First Look: Ardo, a new Sicilian restaurant on King Street East

Italian restaurants will likely never fall out of trend in Toronto. Unfortunately, so many of them follow a standard, Americanized version of one of the world's most exciting and storied cuisines. 

Happily, a number of regional Italian restaurants have emerged in Toronto of late, showcasing ingredients and preparations other than penne a la vodka and chicken Parmesan. Ardo is the latest in this hyper-regional wave, and chef/owner Roberto Marotta is excited to share the flavours of his native Sicily with Torontonians.

“In Sicily we’ve got Arabic influence, Spanish, African, Norman,” Marotta explains. “The flavours of Sicily will change a lot with the provinces. It’s very different from what many think of when they think Italian food.”

Marotta has been in the Toronto restaurant scene (Nodo, Terroni) for seven years, but his culinary career began back in Italy, where he apprenticed as a sprightly 14-year-old. After years in the kitchen he pursued his studies in chemistry and then traveled throughout Europe, living in England, Spain and France before opening a restaurant in his hometown of Milazzo. 
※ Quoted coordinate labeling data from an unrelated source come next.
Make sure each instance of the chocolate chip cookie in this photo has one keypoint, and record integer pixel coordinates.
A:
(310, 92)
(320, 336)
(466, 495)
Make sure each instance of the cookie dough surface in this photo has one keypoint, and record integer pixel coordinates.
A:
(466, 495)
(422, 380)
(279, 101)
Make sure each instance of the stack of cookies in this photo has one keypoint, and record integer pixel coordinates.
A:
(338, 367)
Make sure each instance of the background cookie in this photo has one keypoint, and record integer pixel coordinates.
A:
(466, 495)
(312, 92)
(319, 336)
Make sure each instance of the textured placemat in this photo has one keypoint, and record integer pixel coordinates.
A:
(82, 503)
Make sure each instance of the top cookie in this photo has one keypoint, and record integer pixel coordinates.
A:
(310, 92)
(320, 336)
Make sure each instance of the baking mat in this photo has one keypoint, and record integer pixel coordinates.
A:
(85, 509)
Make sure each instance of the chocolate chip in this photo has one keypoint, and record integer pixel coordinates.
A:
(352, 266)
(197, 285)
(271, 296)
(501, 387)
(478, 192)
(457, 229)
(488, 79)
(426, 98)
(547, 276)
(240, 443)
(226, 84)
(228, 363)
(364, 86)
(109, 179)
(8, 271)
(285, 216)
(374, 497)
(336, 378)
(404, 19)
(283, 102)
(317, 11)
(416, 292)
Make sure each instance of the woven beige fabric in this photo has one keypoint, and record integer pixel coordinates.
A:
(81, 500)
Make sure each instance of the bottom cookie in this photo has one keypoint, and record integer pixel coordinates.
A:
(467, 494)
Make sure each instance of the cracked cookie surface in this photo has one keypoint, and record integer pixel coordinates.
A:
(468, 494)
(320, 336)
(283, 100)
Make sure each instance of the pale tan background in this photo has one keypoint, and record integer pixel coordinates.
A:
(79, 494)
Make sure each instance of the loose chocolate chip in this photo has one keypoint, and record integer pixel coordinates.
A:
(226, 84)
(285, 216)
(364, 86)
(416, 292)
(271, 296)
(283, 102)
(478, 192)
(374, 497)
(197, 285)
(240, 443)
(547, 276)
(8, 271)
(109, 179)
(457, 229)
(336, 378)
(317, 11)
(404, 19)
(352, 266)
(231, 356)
Milazzo is a major port town, an access point to the Aeolian Islands in the Tyrrhenian Sea, as well as a hub for fishing. While most of the seafood finds itself flash-frozen and ferried off to the Japanese market, some stays in Sicily, and Ardo’s menu reflects the coastal flair of the northeastern edge of the Sicilian province of Messina.
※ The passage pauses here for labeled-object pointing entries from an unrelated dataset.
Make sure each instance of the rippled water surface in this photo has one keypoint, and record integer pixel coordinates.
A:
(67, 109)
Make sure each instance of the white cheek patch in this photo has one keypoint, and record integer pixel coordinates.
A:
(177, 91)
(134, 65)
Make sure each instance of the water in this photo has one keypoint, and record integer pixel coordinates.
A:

White anchovies on crostini (IMAGE: JASON FINESTONE)

Fresh, wild-caught seafood spans each page of Ardo’s menu, alongside cured Italian specialties, like acciughe ($9), which are Sicilian white anchovies on house sourdough crostini with roasted pepper burro alle erbe (herbed butter).


Grilled octopus (IMAGE: JASON FINESTONE)
 

Spanish octopus ($13) is cooked sous vide for three hours in its own water before being finished on the grill and placed atop a vegetable caponata of eggplant, Sicilian capers, olives, onion and tomato. 
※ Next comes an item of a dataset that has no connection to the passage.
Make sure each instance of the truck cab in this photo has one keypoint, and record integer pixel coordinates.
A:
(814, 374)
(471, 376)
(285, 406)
Ardo’s cocktails include the Sicilian Spritz ($12) with Averna, dry prosecco, soda and star anise-infused blood orange juice, along with The Roy ($12) with tequila, maple syrup, grapefruit and lime juice. The monthly Italian wine list ranges from $8-$13 per glass and $35-$90 per bottle.

Ask Marotta about his ingredients and he’ll proudly produce samples of dried wild fennel, highly coveted Pizzuta d’Avola almonds and fast-pressed Mastri di San Basilio olive oil that he imports regularly from Sicily (available for $23 per bottle). Given his proximity to St. Lawrence Market, the chef makes frequent trips for local produce, but is uncompromising when it comes to the use of certain ingredients to bring out the true, traditional flavour profiles in many of his dishes.

“I wanted to be more specific with my restaurant. For people to understand my food, but also be challenged.”

The sarde ($19, pictured above) is a dish that every Sicilian knows well, according to Marotta. It pairs thick, house-made spaghetti with fresh Portugese sardines in a Moroccan-inspired sauce of wild Sicilian fennel, raisins and saffron, and it’s set on a bed of sweet potato purée and toasted bread crumbs.

“This is a complex dish. It will definitely give you something to think about.”

Marotta’s upbringing also fostered a love for things done the old-fashioned way. Over a dozen loaves of sourdough bread are baked each day from their own starter, which is also used for the pizza dough.


Sicilian seafood stew (IMAGE: JASON FINESTONE)

He and his sous chef Jesse Grey Bierman sprinkle droplets of water from their fingertips and gently mix stone-ground semolina couscous from  Molini del Ponte, a Sicilian company that’s revitalizing the production of ancient grains, like Anson Mills did in the Southern U.S. The couscous forms the base of a Sicilian seafood stew of cod, clams, mussels and shrimp in a tomato and fish broth.


Cannoli (IMAGE: JASON FINESTONE)

For dessert, Marotta’s cannoli ($8) showcase ricotta, candied orange and pistachios, or there is artisanal gelati with meringue ($8).